Oggi Iveco DV ha annunciato di aver sottoscritto un contratto per la fornitura di 942 autocarri alla Romania.

Iveco Defense Vehicles, una consociata di CNH Industrial, ha precisato che questo ordinativo costituisce un primo ordine di un più ampio accordo quadro comprendente più di 2.900 autocarri. Questi primi 942 veicoli saranno consegnati in quattro anni, a partire dal 2020. Il contratto quadro include 4 tipologie di piattaforme logistiche facenti parte della gamma di autocarri ad alta mobilità Iveco Astra: si tratta di veicoli 4x4, 6x6, 8x8 e 8x8 Prime Mover. Tali mezzi, che verranno realizzati in 16 differenti sotto-varianti, saranno anche caratterizzati dall’impiego di una cabina blindata (montata su circa un terzo della flotta).

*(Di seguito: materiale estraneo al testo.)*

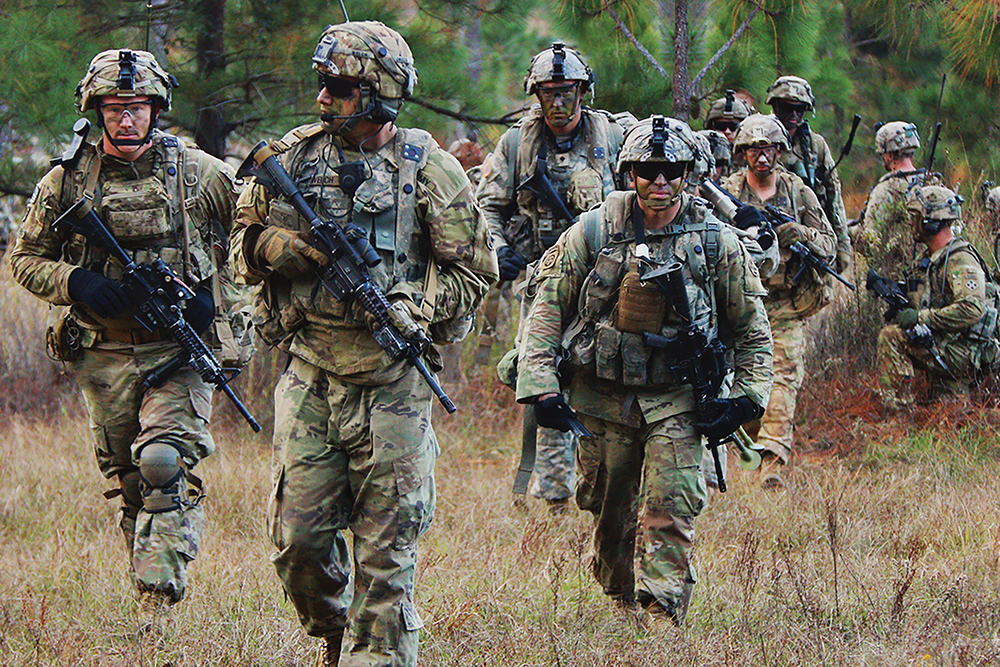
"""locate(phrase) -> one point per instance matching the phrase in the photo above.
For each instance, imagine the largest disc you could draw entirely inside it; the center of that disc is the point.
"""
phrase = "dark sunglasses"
(648, 171)
(341, 89)
(792, 107)
(723, 125)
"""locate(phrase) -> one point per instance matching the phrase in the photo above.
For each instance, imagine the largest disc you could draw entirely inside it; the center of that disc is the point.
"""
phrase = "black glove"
(554, 412)
(511, 263)
(104, 296)
(199, 311)
(725, 415)
(747, 217)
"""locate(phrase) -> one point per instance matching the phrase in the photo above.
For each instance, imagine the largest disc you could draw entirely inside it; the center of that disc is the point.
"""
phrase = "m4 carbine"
(889, 292)
(346, 275)
(157, 296)
(696, 359)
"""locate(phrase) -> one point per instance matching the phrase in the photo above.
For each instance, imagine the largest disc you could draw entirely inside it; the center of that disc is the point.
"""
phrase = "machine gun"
(889, 292)
(347, 274)
(157, 294)
(727, 205)
(697, 360)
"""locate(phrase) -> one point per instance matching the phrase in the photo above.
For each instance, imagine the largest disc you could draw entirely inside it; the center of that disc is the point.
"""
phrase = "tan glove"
(288, 252)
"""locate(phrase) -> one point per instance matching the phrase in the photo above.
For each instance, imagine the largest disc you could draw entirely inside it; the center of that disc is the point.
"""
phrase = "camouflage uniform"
(788, 305)
(146, 204)
(354, 446)
(582, 173)
(642, 466)
(820, 160)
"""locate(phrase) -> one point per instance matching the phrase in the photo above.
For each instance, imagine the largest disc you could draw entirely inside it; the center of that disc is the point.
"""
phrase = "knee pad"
(162, 478)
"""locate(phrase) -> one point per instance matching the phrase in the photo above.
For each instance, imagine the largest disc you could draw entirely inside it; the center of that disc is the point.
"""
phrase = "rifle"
(726, 204)
(696, 359)
(347, 274)
(157, 294)
(921, 334)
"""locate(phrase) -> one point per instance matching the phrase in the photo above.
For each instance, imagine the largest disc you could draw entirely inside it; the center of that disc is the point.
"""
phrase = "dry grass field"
(883, 549)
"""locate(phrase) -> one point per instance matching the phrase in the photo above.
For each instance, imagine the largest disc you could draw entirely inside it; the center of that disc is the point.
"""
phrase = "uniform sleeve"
(835, 211)
(559, 276)
(496, 193)
(821, 239)
(965, 286)
(459, 239)
(743, 321)
(36, 257)
(250, 218)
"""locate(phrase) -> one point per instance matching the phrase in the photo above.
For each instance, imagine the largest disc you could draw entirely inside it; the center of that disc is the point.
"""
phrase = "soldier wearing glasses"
(762, 141)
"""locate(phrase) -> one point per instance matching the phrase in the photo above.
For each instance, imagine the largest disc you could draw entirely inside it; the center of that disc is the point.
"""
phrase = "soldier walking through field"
(354, 446)
(574, 148)
(162, 200)
(596, 307)
(762, 140)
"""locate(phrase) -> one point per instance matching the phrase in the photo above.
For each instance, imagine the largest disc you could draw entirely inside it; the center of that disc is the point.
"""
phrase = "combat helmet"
(727, 108)
(758, 130)
(375, 54)
(936, 206)
(792, 88)
(658, 139)
(124, 73)
(895, 137)
(558, 63)
(718, 145)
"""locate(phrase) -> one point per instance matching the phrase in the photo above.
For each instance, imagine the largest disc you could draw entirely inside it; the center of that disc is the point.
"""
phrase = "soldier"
(162, 200)
(724, 116)
(949, 296)
(808, 156)
(354, 446)
(761, 140)
(884, 232)
(574, 147)
(591, 310)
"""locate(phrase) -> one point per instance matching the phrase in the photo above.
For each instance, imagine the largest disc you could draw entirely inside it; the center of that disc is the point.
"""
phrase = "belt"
(133, 336)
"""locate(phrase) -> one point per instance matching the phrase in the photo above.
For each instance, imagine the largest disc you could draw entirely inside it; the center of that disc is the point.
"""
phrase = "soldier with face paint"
(640, 471)
(574, 148)
(762, 141)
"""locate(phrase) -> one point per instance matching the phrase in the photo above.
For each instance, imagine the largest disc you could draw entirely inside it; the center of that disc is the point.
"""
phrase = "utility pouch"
(63, 339)
(641, 306)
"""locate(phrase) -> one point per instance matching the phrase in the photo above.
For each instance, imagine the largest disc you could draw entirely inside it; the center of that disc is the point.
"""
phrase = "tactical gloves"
(554, 412)
(747, 217)
(511, 262)
(725, 415)
(199, 311)
(792, 232)
(907, 318)
(104, 296)
(287, 252)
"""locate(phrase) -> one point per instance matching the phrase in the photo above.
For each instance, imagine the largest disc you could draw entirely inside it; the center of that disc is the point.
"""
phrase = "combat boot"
(154, 613)
(331, 649)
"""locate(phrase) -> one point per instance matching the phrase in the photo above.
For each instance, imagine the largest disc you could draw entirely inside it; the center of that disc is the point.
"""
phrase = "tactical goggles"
(337, 87)
(115, 111)
(753, 152)
(723, 125)
(549, 94)
(648, 171)
(798, 108)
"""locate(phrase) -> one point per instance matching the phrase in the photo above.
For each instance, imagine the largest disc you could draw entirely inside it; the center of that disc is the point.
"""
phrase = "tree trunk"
(681, 84)
(210, 126)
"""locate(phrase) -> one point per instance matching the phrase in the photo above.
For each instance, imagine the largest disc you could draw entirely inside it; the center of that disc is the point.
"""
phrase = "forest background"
(882, 549)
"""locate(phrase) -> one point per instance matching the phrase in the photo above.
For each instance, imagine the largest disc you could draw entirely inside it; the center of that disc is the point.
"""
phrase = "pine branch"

Questi mezzi, dotati di sistema di controllo centralizzato della pressione dei pnematici (Central Tyre Inflation System, CTIS), luci oscuranti, motori a doppia alimentazione, argani (per l'autorecupero) e assi tattici, offrono una mobilità molto elevata, hanno notevoli capacità di guado e sono compatibili con il trasporto aereo (mediante C-130). Questo contratto, che segue i 2 precedenti ordinativi (57 autocarri nel 2015 e per 173 nel 2017), testimonia la soddisfazione delle Forze Armate Rumene nei confronti degli autocarri realizzati dall’azienda italiana.

Ulteriori dettagli su RID 02/2020.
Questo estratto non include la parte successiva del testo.